The map is not the territory.
This quote from philosopher Alfred Korzybski refers to the idea that an abstraction or reaction about something is not the thing itself. While Korzybski is making a statement about confusing representation and reality, it can be directly related to human perception as well.
Take, for example, color. How does one know that the color they perceive is actually the color they are seeing? Someone who is color deficient doesn't know that. Everyone around them tells them a certain "color" is red — and they may believe that to be so — but the color their brain actually perceives is something closer to green. Is that distorted perception (as the majority of the populace may believe) or is that simply their "truth"? The matter of perception is extremely complicated.
Would it be a stretch to say that every single event in human life affects perception? Even if one small experience does not directly affect my perception, it is a collection of experiences that has an indirect affect.
Taking a look at daily mundane practices, such as a trip to the grocery store, I would imagine it has no direct impact on anything other than my budget or amount of empty space in my refrigerator.
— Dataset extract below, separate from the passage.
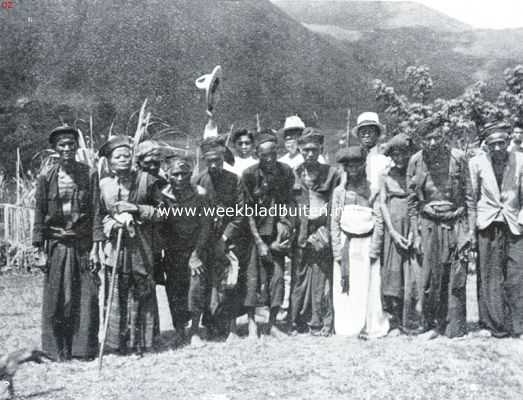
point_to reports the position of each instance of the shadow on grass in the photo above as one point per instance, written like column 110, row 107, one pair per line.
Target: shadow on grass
column 39, row 394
However if I have a negative encounter with a cashier, it is highly likely I will avoid that cashier's lane the next time I am at the store because I perceive that he is careless. The reality of the situation could be that he just learned some bad news and was simply distracted. He didn't pack my eggs in the grocery bag upside-down intentionally but my perception of his ability as a cashier is altered.
We do not see things as they are, we see them as we are.
Anais Nin wrote this beautiful, slightly stinging, but very true statement that raises a bigger question in my mind; do these differences in perception matter? Or are those nuances in perception what make us human?
I wonder, were there no differences in perception, would there be need for design research?